Molti founder con base ad Alicante lavorano con clienti, contractor o utenti in tutta Europa, nel Regno Unito e oltre. È normale, ma rende la compliance un po’ più complessa. Trasferimenti di dati, accordi con i processor e impostazioni delle piattaforme diventano tutti più importanti quando il team è distribuito. Se ti sembra noioso, è perché lo è. Però è molto più facile fare adesso la manutenzione di base che spiegare in seguito un problema di privacy.

Basi fiscali e amministrative che di solito vanno di pari passo

Anche se questo articolo parla di basi legali, in Spagna il lato legale e quello fiscale sono molto collegati. Se sei autónomo o gestisci una società, incontrerai presto IRPF income tax (imposta sul reddito delle persone fisiche), IVA (VAT) e obblighi di dichiarazione periodica. Il trattamento esatto dipende dalla tua configurazione, dai clienti e dal fatto che tu stia lavorando con clienti spagnoli o non spagnoli.

Se ti trasferisci ad Alicante dall’estero, anche le pratiche di immigrazione possono influire sul resto della tua impostazione.
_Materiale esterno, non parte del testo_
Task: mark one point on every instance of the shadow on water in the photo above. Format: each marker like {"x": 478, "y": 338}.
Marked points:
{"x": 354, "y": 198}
Molte persone chiedono dell’NIE (numero di identificazione per stranieri), della TIE (la carta d’identità dello straniero) e dell’empadronamiento (registrazione dell’indirizzo presso il municipio locale). Non sono documenti da startup in senso stretto, ma spesso entrano in gioco quando apri conti, firmi contratti o gestisci pratiche ufficiali in Spagna.

Altri founder usano anche il Digital Nomad Visa o, in alcuni casi, un regime fiscale speciale come la Beckham Law (un regime fiscale ridotto disponibile in situazioni specifiche). Sono strumenti utili per alcune persone, ma non soluzioni universali. Le regole possono cambiare, i criteri di idoneità possono essere tecnici e la scelta migliore dipende dalla tua nazionalità, dalla tua storia di residenza e dal tuo modello di business. Verifica sempre cifre e regole aggiornate con fonti ufficiali o con un professionista qualificato prima di prendere decisioni.

Cosa dovrebbero fare per primi i founder ad Alicante

Se stai aprendo ad Alicante, parti dalle basi che riducono rapidamente il rischio. Conferma la tua struttura legale, prepara contratti adeguati per founder e clienti e definisci la proprietà dell’IP prima che ci siano ambiguità. Poi esamina con attenzione la gestione dei dati, soprattutto se hai un sito pubblico, account utente o qualsiasi forma di pagamenti online.

Aiuta anche avere supporto locale fin dall’inizio. Un buon gestor o lawyer non sostituisce il tuo giudizio, ma può aiutarti a evitare i classici errori spagnoli, come pensare che una procedura sarà veloce, che la documentazione sia completa quando non lo è, o che un contratto di un altro paese funzioni così com’è in Spagna. Alicante ha una community tech internazionale in crescita e qui molti founder stanno affrontando gli stessi temi, solo con business model e passaporti diversi.

Le basi legali che ogni founder di startup in Spagna dovrebbe conoscere non sono glamour, ma sono fondamentali. Sistemarle bene ti dà più spazio per respirare, soprattutto in un mercato come Alicante dove lo stile di vita è un vero vantaggio, ma l’amministrazione si aspetta comunque che tu faccia le cose per bene. Se costruisci su accordi chiari, compliance sensata e la struttura giusta fin dall’inizio, passerai meno tempo a spegnere incendi e più tempo a far crescere davvero la società.